For the foregoing reasons, we believe that ISS’ recommendation are unwarranted and do not adequately consider the shareholders’ interests given the performance of the Company, the contributions of our CEO and management team, and the context of the offshore drilling industry. We urge you to vote FOR our advisory resolution on executive compensation.

 

We appreciate your time and consideration on these matters and ask for your support of the Board’s recommendation. If you would like to speak with us about Proposal 7 or any of the items in our Proxy Statement, please contact our Director of Investor Relations, Suzanne Spera, at 713.960.7517.

 

 
 

 

This proxy statement contains forward looking statements within the meaning of the Private Securities Litigation Reform Act of 1995, including, without limitation, statements as to the expectations, beliefs and future expected financial performance of the Company that are based on current expectations and are subject to certain risks, trends and uncertainties that could cause actual results to differ materially from those projected by the Company.
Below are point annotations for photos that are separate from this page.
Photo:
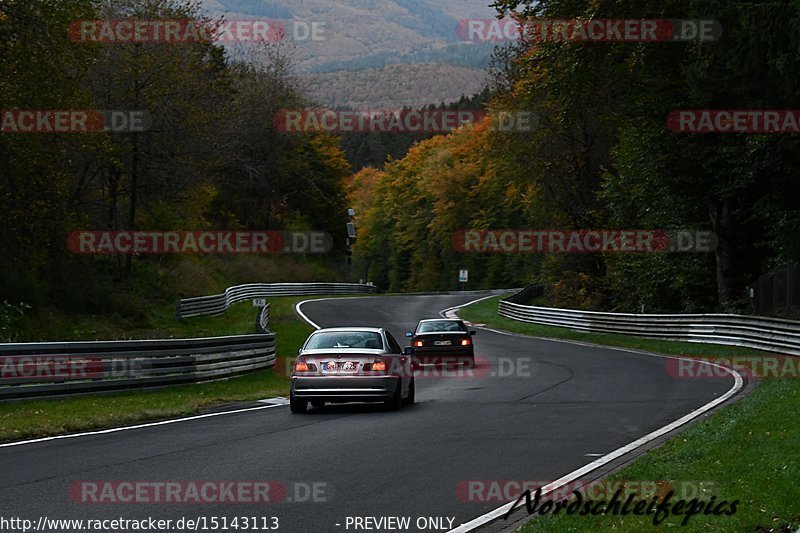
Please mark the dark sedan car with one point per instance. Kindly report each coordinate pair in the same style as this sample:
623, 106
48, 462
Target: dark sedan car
442, 341
351, 365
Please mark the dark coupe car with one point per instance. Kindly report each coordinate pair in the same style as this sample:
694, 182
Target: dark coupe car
442, 341
351, 365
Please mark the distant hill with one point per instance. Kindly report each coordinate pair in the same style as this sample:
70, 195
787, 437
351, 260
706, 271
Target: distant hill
373, 34
394, 86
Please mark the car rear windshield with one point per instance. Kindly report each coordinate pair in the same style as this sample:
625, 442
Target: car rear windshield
345, 339
441, 325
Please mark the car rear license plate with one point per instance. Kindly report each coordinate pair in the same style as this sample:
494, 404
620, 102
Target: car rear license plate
346, 366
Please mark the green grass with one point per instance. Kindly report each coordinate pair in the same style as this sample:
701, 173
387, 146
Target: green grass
38, 418
747, 451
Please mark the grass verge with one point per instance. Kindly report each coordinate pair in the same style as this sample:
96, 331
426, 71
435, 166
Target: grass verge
746, 451
40, 418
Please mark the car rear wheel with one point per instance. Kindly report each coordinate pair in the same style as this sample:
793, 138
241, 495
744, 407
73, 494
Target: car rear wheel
397, 400
297, 406
411, 394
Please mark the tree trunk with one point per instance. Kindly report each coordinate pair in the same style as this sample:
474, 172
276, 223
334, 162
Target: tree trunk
722, 222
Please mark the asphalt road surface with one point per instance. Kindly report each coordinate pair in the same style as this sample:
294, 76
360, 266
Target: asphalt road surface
532, 410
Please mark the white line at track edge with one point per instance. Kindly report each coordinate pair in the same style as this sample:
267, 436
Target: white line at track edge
594, 465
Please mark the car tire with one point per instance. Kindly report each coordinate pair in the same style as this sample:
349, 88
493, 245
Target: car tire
297, 406
409, 400
397, 400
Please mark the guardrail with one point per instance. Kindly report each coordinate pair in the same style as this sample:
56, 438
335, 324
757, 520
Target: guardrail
761, 333
219, 303
263, 320
56, 369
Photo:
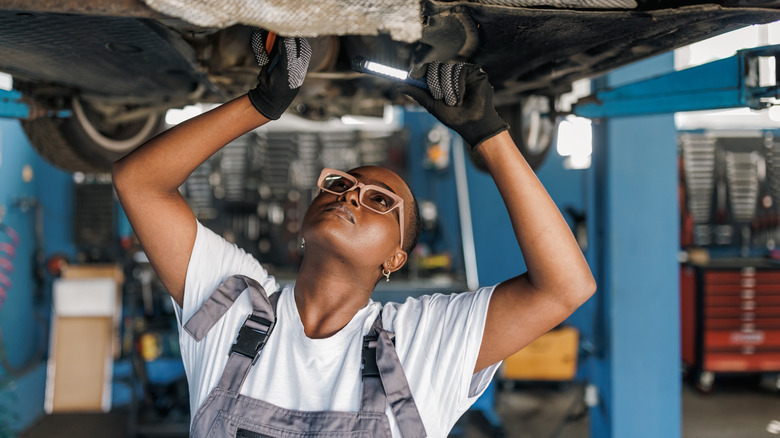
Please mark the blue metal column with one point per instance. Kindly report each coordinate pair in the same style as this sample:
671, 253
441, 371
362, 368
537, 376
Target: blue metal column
635, 220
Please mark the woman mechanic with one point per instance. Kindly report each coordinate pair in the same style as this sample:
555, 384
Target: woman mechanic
319, 358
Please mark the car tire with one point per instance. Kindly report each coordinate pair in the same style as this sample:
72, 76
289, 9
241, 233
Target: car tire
84, 143
531, 126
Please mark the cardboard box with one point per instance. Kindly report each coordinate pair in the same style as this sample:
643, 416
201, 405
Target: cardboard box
551, 357
84, 337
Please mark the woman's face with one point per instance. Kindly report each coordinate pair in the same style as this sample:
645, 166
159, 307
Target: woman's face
352, 231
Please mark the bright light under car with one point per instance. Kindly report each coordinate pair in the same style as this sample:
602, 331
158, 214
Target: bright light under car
385, 70
575, 141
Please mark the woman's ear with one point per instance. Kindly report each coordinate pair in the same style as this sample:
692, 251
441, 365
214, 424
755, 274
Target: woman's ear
396, 262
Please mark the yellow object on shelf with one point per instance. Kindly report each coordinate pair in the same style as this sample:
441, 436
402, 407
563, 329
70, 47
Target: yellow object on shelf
551, 357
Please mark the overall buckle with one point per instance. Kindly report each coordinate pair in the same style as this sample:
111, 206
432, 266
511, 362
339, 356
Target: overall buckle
252, 337
370, 368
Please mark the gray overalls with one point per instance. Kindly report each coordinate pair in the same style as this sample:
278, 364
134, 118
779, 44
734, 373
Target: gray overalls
227, 413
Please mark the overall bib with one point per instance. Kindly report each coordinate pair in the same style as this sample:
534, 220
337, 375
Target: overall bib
227, 414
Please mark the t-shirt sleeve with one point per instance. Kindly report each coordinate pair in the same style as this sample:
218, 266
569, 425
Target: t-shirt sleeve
438, 338
213, 260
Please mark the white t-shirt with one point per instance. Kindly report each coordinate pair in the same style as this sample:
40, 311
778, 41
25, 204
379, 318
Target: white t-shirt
437, 339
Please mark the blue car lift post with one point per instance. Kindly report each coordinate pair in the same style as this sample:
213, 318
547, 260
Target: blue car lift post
727, 83
631, 298
13, 105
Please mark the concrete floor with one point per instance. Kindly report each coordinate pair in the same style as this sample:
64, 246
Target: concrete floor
737, 408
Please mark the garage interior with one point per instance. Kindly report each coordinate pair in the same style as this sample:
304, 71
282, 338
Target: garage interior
675, 210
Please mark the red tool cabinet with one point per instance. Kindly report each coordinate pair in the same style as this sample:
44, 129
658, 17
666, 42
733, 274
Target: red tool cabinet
730, 319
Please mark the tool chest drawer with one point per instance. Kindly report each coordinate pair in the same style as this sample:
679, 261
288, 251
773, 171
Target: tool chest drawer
731, 318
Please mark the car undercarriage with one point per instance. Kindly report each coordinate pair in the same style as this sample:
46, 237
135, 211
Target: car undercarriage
120, 65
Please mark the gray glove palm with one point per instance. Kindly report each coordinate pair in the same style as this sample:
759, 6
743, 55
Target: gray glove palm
462, 98
279, 82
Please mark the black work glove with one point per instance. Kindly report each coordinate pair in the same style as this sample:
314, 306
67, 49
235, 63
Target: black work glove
278, 82
462, 98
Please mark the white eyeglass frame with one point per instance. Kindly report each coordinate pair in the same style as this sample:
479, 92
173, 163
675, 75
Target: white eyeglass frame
397, 204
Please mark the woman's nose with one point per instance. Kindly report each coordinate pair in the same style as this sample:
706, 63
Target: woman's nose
353, 197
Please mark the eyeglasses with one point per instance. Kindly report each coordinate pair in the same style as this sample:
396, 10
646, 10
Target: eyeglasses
375, 198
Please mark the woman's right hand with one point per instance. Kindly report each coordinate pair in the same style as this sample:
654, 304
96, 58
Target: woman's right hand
279, 80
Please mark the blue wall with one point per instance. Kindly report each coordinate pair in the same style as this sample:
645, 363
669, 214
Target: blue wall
21, 397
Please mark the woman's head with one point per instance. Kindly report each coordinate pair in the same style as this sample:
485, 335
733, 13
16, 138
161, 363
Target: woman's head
358, 217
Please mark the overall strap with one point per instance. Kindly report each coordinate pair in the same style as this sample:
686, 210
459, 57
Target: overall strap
394, 386
252, 335
220, 301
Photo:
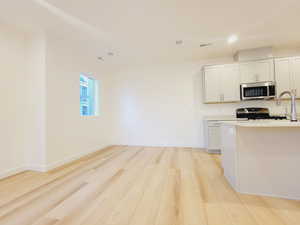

Among the factors that could cause actual results to differ materially include oil and natural gas prices, the level of offshore expenditures by energy companies, energy demand, the general economy, including inflation, weather conditions in the Company’s principal operating areas and environmental and other laws and regulations, including changes in tax laws, and whether we achieve the benefits we expect from the change in our corporate structure. Other relevant factors have been disclosed in the Company’s filings with the U.S. Securities and Exchange Commission.